Four of the five works here, performed by the Polish National Radio Symphony Orchestra and conducted by Christopher Lyndon-Gee, date from the 1920s, when the 40-ish French-born Varese, who'd moved to the U.S. in the mid-1910s and became a citizen in 1926, poured himself into the development of "organized sound" with acoustical instrumentation.  "Arcana," dating to 1925-27, "Octandre" from 1923, Offrandres (1921), and Intégrales (1924-25) show a breathtaking array of instrumental and vocal combinations, explorations into percussive elements, evocations of various manifestations of timbre, densities of sound masses, tinkering with form and other means to find new ways of expression.

For a variety of reasons dealing with professional disappointments of various kinds, Varese was far less productive from 1930 onward.  The remaining piece on this recording, however, shows what the composer was able to do with the advancing technology of electronics, specifically an Ampex tape recorder he received from an anonymous admirer in the early 1950s. 

"Déserts" from 1950-54, brings together fourteen wind instruments, piano, several percussionists and the two-track tape machine with an open format, in which the ensemble could either play the four movements, or sections, alone or add three electronic interludes.  While it has the same keening and yearning desire for novel expressiveness that characterized Varese's earlier works, "Déserts" also reflects the mighty changes that were underway after the Second World War and with the new directions championed by such figures as Cage, Stockhausen, Xenakis and many others.  As noted by Peter Quinn in the liners, "Déserts" had about the same kind of reception accorded to Stravinsky's "The Rite of Spring" a little over four decades here--something highlighted here not long ago.
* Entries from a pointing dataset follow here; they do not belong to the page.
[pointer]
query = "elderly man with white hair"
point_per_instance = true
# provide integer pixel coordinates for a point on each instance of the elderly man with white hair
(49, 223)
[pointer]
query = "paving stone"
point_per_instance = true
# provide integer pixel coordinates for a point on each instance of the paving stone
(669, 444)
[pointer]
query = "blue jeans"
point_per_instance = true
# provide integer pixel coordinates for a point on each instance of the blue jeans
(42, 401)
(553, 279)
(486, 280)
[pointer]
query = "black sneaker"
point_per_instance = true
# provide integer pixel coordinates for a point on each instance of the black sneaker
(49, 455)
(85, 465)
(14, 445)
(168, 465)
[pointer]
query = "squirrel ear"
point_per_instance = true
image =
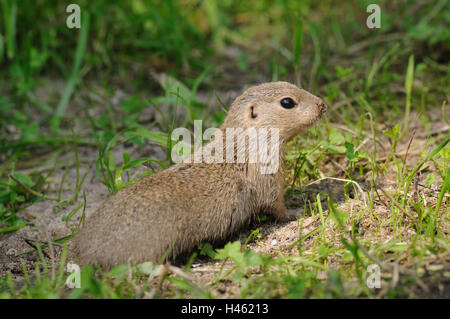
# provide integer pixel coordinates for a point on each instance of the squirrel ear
(252, 109)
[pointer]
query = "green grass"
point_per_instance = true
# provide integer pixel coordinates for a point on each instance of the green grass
(386, 89)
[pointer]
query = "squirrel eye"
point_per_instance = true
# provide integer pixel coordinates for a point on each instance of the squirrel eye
(287, 103)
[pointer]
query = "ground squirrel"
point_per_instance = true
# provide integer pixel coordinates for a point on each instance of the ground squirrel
(170, 212)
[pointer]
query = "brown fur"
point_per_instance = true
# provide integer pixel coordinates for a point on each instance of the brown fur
(178, 208)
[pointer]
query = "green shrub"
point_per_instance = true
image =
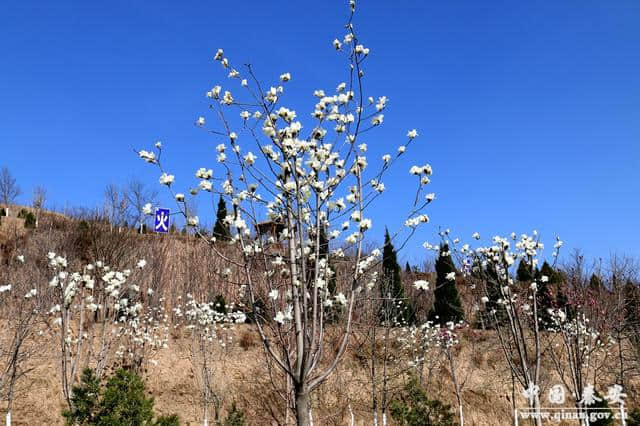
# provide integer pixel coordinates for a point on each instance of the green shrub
(412, 407)
(235, 417)
(122, 402)
(29, 218)
(634, 418)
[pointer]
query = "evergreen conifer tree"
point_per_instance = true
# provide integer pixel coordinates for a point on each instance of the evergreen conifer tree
(220, 229)
(545, 299)
(447, 306)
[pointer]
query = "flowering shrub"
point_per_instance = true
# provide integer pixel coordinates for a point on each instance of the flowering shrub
(97, 309)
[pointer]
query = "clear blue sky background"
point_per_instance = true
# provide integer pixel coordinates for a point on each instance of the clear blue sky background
(529, 111)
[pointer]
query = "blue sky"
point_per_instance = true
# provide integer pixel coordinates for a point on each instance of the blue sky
(529, 112)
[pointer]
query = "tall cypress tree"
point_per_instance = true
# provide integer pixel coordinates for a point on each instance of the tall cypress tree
(220, 229)
(545, 299)
(447, 306)
(394, 306)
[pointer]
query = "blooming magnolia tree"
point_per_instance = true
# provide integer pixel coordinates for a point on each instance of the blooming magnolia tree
(304, 176)
(519, 333)
(21, 312)
(102, 317)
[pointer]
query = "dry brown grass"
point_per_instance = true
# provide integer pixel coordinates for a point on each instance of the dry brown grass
(245, 379)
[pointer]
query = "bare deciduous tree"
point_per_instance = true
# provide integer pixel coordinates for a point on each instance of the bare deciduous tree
(39, 199)
(138, 195)
(9, 189)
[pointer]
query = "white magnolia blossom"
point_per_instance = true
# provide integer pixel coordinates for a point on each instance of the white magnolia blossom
(421, 285)
(166, 179)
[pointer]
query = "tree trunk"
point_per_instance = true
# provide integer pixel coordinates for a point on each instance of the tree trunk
(302, 407)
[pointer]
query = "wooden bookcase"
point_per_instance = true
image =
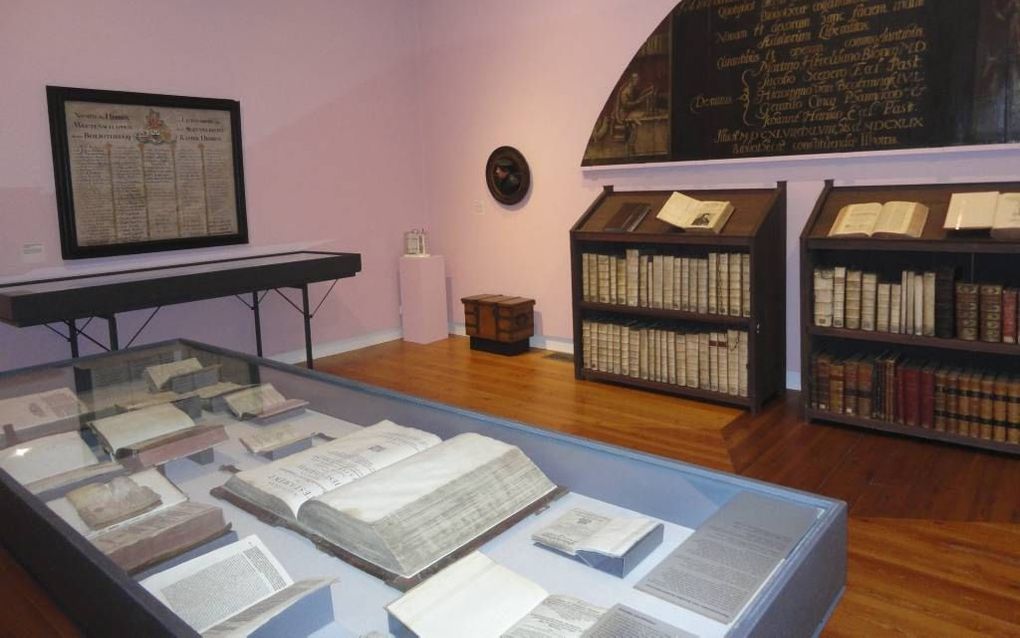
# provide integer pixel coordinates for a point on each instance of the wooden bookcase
(976, 258)
(757, 228)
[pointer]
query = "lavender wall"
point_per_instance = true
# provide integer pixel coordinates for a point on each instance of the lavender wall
(328, 93)
(534, 75)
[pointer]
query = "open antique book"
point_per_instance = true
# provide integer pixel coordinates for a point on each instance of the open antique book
(478, 598)
(695, 215)
(231, 591)
(398, 498)
(894, 218)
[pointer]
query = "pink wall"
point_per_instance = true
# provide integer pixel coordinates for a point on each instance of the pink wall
(328, 93)
(534, 75)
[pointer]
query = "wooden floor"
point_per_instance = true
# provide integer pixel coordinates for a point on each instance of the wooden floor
(934, 530)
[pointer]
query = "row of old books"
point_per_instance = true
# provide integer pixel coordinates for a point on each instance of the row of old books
(925, 394)
(717, 284)
(927, 303)
(704, 359)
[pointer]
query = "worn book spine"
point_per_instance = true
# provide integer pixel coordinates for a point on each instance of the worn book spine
(1009, 315)
(895, 309)
(939, 402)
(990, 312)
(869, 294)
(1001, 398)
(966, 311)
(713, 283)
(945, 303)
(735, 292)
(882, 310)
(823, 279)
(746, 285)
(928, 305)
(838, 296)
(723, 294)
(852, 305)
(1013, 411)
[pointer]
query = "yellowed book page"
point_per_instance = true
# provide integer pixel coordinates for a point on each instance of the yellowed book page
(677, 209)
(971, 211)
(902, 217)
(856, 219)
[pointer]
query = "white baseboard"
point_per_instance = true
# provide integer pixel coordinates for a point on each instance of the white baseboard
(336, 347)
(557, 344)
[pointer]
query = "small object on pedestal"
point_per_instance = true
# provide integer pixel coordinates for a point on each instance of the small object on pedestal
(499, 324)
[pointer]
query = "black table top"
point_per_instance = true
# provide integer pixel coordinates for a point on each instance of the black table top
(43, 301)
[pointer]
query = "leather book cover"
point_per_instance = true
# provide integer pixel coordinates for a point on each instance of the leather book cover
(926, 407)
(966, 311)
(987, 409)
(991, 312)
(835, 386)
(865, 381)
(1000, 401)
(1013, 411)
(945, 302)
(909, 386)
(1009, 315)
(939, 400)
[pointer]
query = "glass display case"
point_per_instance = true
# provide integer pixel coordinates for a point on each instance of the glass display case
(102, 455)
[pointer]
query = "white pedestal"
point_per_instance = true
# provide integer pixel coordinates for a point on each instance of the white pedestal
(422, 298)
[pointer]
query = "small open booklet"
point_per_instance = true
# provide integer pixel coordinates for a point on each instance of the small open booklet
(478, 598)
(231, 591)
(894, 218)
(695, 215)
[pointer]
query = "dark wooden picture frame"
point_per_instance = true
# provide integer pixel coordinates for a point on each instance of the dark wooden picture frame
(508, 176)
(179, 163)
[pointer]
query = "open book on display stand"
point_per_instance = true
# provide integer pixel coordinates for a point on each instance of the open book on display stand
(395, 501)
(695, 215)
(241, 590)
(894, 218)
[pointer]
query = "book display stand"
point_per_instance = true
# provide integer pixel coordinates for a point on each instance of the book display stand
(741, 305)
(942, 369)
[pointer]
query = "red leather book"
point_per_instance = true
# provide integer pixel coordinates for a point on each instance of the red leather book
(909, 383)
(926, 413)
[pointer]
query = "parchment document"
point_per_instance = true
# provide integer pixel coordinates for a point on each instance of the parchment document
(150, 173)
(622, 622)
(718, 569)
(212, 588)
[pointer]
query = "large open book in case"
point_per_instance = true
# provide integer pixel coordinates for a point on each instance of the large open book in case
(661, 306)
(392, 492)
(915, 335)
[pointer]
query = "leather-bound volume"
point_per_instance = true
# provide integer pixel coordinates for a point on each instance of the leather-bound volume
(991, 312)
(940, 400)
(945, 302)
(865, 375)
(1013, 411)
(1000, 402)
(835, 386)
(966, 311)
(850, 391)
(986, 414)
(926, 401)
(1009, 315)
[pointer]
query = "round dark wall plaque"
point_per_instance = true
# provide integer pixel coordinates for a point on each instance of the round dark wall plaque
(507, 175)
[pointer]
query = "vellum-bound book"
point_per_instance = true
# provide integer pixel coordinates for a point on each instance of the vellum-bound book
(396, 500)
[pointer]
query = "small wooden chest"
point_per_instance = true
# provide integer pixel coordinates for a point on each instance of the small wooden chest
(499, 323)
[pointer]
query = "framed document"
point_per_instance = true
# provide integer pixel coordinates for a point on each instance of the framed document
(141, 173)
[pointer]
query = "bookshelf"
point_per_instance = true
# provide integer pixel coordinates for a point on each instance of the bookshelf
(924, 392)
(755, 234)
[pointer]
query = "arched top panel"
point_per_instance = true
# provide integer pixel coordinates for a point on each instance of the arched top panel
(726, 79)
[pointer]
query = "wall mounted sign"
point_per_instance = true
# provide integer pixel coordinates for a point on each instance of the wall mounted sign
(760, 78)
(507, 175)
(140, 173)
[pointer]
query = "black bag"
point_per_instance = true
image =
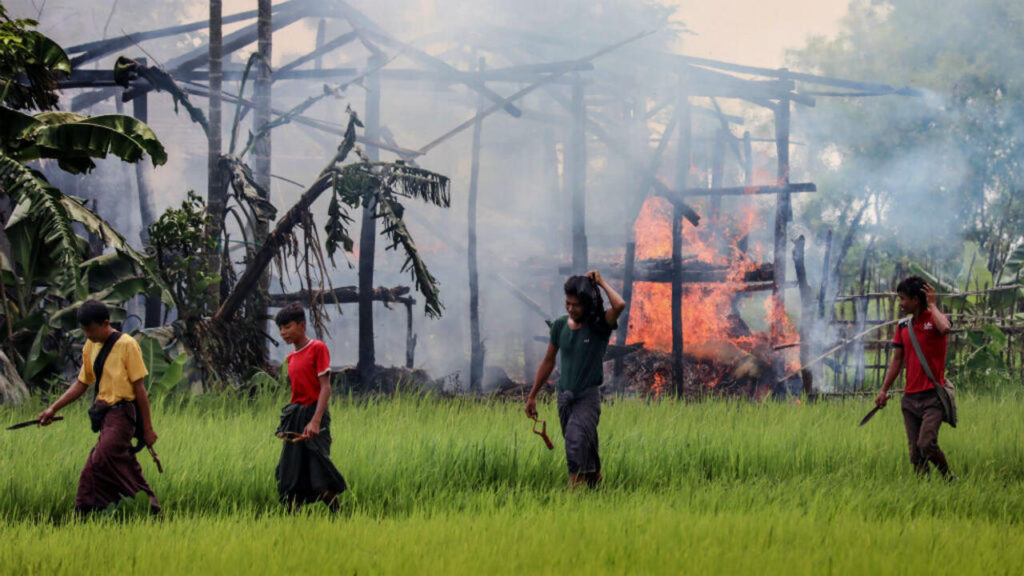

Someday, another recording of Varese's music, which includes "Arcana" and "Déserts" but also features the early "Amériques" and the late twenties/early thirties "Ionisation" and conducted by Perre Boulez with the Chicago Symphony Orchestra, will be highlighted. 

It has been quite an adventure delving into modern "classical" music over the last quarter century, starting from the Kronos Quartet's version of George Crumb's spellbinding "Black Angels" back in 1990 to Cage's Indeterminacy and Reich's early work with edited tape and Riley's In C and Harrison's Koro Sutra and Cowell's phenomenal tone clusters and Stockhausen's wild experiments and Xenakis's computer-assisted composing, among others.  Not being musically educated may or may not be a handicap, depending on whether the goal is to enjoy or understand or both, but it has been enriching nonetheless to go on the journey and be open to various ways creative musicians have developed "organized sound."  Varese has proven to be one of the more interesting innovators this listener has found.